An inverter is mainly used to transform the DC electricity into AC, which is the main type of power that is used by most of the residential appliances and electrical devices.

An inverter is considered as one of the most vital elements of the entire solar system since it determines how much energy is about to be sent to the houses or the commercial industries, and how they help the users measure the self-consumption of the overall electric power.

There are many types of solar inverter available in the market depending on what kind of solar panels you are using in your properties. Furthermore, an inverter is essential because this is more likely to malfunction due to its continuous use of making solar energy into its convenient form.

String inverters

Solar panels are installed in rows, each on a “string.” For example, if you have 25 panels you may have 5 rows of 5 panels. Multiple strings are connected to one string inverter. Each string carries the DC power the solar panels produce to the string inverter where it’s converted into usable AC power consumed as electricity. Depending on the size of the installation, you may have several string inverters each receiving DC power from a few strings.

String inverters have been around for a long time and are good for installations without shading issues and in which panels are positioned on a single plane so do not face different directions.

If an installation uses string inverters and even one panel is shaded for a portion of the day reducing its performance, the output of every panel on the string is reduced to the struggling panels’ level.

Though string inverters aren’t able to deal with shading issues, the technology is trusted and proven, and they are less expensive than systems with microinverters. String inverters are commonly used in residential and commercial applications.

Micro-inverters

Micro-inverters have a small unit to convert power underneath or built into each individual solar panel. Think of it as having mini currency exchange stations on every nearby street corner.

This gives each panel the ability to function at peak performance, independent from its neighbors. Even if the panel next to it has a tree branch shading it for most of the day, all the other panels can convert at full capacity.

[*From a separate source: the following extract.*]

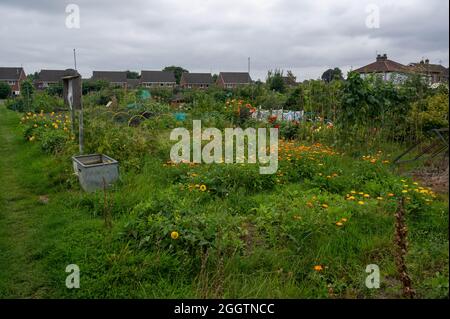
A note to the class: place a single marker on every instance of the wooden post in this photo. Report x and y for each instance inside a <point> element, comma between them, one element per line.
<point>80,122</point>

They also enable you to monitor the performance of each individual panel. This is helpful for spotting any issues with a single panel so you can have it repaired before it slows down the whole system’s productivity.

Any drop in efficiency only affects one panel. These can be more expensive than string inverters, but it could pay off by getting more power from your system overall.

Hybrid Solar Inverters:

This is a multi-mode inverter which involves a battery installation along with the set-up of the inverters. Not only does the inverter supply the DC power to the battery, but also it provides power to the grid and your home’s appliances in the form AC current.

Having equipped with MPPT, it can track the amount of charge your battery requires, and when it’s the right time to draw the charge from the grid for a low price.

When the battery is fully charged, the excess power can be sent back to the grid using this charge controller. Should any problem arise, this inverter can go to a standby mode instead of the turning off completely.

Central inverters

Central inverters are similar to string inverters, but they are much larger and can support more strings of panels. Instead of strings running directly to the inverter, as with string models, the strings are connected together in a common combiner box that runs the DC power to the central inverter where it is converted to AC power.

Central inverters require fewer component connections but require a pad and combiner box. They are best suited for large installations with consistent production across the array.

Battery-based Inverter/Charger

Most of the off-grid solar systems tend to charge the battery on its own, but during winter or acute shading, it is often difficult for the solar system to fully charge the battery. Hence, the inverter/charger kicks in to meet the energy requirement of the system.

This type of inverter is bi-directional, which means that it can work both as a battery charger and an inverter. In this system, an AC generator is required to trigger the conversion of the AC electricity to DC and vice versa.

This type of inverter can be off-grid, grid-tied, or grid-interactive.

With the help of the inverter/charger, AC power from the generator is converted into DC to feed the battery, whereas the DC is converted into AC to supply the continuous power of the critical loads.